Leaders at the Biocomplexity Institute of Virginia Polytechnic Institute and State University (Virginia Tech), in Blacksburg, Virginia, have been busy working on an exciting initiative: they have been developing an analytic modeling platform and simulation environment that make it possible to prepare for and prevent the spread of common infectious diseases such flu as well as rare diseases like Ebola and Zika. Among the questions being explored: how to address the challenges of tracking constantly changing data to identify patterns and stop the spread of infectious diseases; how to understand the spread of diseases by gaining an understanding of where patients live and work, and their behavioral patterns; how to determine the advisability of mass inoculations in cases of disease outbreak. One technology partner in this work has been Persistent Systems, whose U.S. headquarters are in Santa Clara, California (with global headquarters in Pune, India).
Recently, Healthcare Informatics Editor-in-Chief Mark Hagland spoke with Chris Barrett, a Virginia Tech professor and the executive director of the university’s Biocomplexity Institute, about his and his colleagues’ initiative in this area. Below are excerpts from that interview with Professor Barrett.
Professor Barrett, could you walk me through some of your work on this initiative, and explain to me what is at the core of what you and your colleagues are doing?
We’re developing a system of tools that allow for a very, very granular access to entire populations, in the analysis of infectious disease, as well as other phenomena, such as environmental impacts around air quality, ozone, etc. In terms of infectious disease, the big-data world has allowed us a lot of individual access to psychosocial data—who you are, what you do, your demographics, etc. So we can build synthetic databases that provide for realistic patterns of movement and interactions in time and space. Say we’re talking about an aerosol-borne disease. We know where people are, and who’s close to whom for how long for a variety of reasons, so that we can analyze potential exposures in a very detailed way. So we’ve developed an infectious disease diffusion model, but built from the bottom up, detailed people and places, so that we can understand what aspects of behavior, what components of activities in a population, can lead to spreading infection; and that can guide decision-making to stop or mitigate that.
And you are drilling down on the levels of data you’re able to access, correct?

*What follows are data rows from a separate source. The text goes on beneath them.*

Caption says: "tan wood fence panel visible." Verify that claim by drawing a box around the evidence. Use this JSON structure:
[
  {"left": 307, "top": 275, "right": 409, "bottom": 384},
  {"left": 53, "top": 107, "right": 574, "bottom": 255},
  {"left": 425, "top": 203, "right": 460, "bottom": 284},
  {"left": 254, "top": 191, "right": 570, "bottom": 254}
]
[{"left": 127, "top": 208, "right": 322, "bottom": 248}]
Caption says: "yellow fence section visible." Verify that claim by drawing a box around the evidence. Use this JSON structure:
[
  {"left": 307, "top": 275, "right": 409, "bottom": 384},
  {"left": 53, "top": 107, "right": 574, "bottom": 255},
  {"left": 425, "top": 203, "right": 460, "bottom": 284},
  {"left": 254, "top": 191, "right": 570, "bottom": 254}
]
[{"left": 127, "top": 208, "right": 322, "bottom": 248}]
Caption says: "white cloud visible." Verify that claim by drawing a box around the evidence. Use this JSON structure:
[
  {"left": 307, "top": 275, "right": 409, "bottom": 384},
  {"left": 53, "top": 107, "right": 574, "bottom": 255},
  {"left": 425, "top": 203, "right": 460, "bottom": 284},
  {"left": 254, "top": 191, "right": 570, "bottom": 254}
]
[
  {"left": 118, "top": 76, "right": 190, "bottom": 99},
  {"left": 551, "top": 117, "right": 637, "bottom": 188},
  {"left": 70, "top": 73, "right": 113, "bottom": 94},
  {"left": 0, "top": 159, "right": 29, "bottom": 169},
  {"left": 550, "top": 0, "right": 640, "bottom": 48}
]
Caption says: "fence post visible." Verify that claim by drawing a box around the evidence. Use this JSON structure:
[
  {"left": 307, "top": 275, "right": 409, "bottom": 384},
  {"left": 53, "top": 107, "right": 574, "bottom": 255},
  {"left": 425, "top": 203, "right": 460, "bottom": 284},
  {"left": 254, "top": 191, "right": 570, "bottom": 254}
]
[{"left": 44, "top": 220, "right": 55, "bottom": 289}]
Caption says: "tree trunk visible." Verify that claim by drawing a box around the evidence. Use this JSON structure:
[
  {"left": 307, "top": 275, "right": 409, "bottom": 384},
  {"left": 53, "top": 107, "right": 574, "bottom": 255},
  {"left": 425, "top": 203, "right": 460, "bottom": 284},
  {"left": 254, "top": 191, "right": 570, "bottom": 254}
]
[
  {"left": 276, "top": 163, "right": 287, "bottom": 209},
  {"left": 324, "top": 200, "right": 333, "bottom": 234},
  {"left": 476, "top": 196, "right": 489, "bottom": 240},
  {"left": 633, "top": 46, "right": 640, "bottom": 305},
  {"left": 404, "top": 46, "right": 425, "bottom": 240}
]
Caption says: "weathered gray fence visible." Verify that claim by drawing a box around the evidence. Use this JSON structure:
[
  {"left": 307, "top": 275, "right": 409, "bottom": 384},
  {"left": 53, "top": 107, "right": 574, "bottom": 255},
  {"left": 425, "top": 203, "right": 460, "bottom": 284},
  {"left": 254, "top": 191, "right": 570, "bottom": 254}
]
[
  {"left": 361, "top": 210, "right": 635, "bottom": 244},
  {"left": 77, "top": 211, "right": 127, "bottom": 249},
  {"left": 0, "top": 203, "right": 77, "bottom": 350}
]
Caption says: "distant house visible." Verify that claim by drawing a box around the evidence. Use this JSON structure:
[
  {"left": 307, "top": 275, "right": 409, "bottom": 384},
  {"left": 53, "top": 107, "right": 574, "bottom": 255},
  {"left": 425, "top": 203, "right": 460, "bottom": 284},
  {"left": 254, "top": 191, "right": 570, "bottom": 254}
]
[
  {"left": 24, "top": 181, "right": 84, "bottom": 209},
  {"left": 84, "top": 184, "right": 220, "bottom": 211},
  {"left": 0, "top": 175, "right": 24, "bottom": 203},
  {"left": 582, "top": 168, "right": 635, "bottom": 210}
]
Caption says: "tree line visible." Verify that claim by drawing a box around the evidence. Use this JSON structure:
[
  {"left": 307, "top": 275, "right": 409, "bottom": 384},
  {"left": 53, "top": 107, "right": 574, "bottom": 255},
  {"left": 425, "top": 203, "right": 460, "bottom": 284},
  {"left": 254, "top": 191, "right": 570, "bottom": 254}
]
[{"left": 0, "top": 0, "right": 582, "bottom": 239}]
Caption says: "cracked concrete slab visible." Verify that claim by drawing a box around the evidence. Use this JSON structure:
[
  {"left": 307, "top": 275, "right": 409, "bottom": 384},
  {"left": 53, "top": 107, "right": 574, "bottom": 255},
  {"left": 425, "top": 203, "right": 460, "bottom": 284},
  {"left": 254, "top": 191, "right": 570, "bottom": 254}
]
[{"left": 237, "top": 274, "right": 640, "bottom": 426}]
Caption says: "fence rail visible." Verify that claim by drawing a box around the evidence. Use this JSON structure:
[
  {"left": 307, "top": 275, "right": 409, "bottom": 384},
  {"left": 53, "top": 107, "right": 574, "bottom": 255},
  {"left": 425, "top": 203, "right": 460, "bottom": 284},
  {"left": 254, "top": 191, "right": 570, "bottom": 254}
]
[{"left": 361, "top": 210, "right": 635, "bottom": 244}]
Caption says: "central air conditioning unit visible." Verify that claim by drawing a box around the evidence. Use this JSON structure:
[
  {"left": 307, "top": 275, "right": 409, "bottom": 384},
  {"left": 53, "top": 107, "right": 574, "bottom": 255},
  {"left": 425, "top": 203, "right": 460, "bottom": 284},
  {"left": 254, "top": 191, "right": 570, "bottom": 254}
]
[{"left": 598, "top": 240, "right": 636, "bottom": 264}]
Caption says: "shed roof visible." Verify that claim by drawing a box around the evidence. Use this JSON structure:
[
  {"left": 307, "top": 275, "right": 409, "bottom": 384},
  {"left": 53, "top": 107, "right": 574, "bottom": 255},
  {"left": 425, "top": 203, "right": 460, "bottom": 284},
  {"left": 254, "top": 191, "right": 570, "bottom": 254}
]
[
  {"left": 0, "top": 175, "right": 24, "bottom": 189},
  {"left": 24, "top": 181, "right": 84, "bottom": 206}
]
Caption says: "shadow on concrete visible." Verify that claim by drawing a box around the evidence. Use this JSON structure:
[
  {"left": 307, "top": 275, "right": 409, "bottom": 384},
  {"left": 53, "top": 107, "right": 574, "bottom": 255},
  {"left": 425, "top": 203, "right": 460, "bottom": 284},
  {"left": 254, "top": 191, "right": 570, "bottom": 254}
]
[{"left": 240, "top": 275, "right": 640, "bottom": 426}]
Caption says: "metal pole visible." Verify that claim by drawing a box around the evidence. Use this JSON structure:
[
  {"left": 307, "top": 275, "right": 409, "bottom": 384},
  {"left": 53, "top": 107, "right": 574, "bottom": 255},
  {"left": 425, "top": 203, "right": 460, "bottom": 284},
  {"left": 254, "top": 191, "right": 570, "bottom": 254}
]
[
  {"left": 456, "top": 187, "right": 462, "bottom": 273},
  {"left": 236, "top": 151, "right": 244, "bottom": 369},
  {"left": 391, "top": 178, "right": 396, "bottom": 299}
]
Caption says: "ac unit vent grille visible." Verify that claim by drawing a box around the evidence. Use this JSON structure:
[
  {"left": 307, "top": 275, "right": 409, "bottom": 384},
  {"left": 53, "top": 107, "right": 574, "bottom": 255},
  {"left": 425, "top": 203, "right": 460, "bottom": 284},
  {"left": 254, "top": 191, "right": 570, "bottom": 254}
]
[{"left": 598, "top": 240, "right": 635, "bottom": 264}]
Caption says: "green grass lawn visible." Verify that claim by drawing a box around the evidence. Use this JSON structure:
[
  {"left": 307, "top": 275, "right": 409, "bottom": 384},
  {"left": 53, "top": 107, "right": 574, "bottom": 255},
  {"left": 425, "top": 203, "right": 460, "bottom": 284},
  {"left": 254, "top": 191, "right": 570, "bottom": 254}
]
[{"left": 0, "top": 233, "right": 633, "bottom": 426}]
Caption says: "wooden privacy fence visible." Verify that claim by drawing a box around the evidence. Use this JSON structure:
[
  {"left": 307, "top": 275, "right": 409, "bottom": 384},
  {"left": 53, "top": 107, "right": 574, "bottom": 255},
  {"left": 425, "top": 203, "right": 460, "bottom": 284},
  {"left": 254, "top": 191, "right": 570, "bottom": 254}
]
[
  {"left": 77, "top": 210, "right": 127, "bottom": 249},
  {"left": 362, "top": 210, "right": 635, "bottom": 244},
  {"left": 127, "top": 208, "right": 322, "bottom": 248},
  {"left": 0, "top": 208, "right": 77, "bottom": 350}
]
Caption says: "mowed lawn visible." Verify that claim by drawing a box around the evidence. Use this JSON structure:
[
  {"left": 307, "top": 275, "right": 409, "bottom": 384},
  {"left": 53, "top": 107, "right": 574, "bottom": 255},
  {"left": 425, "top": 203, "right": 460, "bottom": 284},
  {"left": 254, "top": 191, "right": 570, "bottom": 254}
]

Yes, we have systems involving “avatars” for all 7.5 billion individuals on the planet and a billion-and-a--half activity locations. The United States can be pretty detailed, in terms of the data we can access; China is less detailed, but even in such places it is more detailed than you might suppose. So, to use the example of the United States, it’s a very, very large country. Most infectious disease epidemics will run for a couple of hundred days, and we can run a simulation of the activities of individuals, moving around, spreading the disease, let’s say, if it’s an aerosol-borne disease, figuring out who’s going where, based on activity patterns. We can run a 200-day epidemic projection on a population the size of the entire United States, in five to nine seconds. These things run on very, very fancy, high-end computers, supercomputers, and yet the analytics are delivered by web services. So we can provide you web access via your cell phone or laptop or tablet; and we’re designing interfaces, so that you can ask a question, and the program will answer it. So if you’re Johnny’s mom and dad, you can ask, how many kids are likely to have flu today? And what’s the likelihood that he’ll get sick if he goes to school? Those kinds of apps are available to everybody. And by having people asking those questions, we can adjust the underlying data representation, to use them like human sensors, and it becomes more of a data library, than a traditional human calculation.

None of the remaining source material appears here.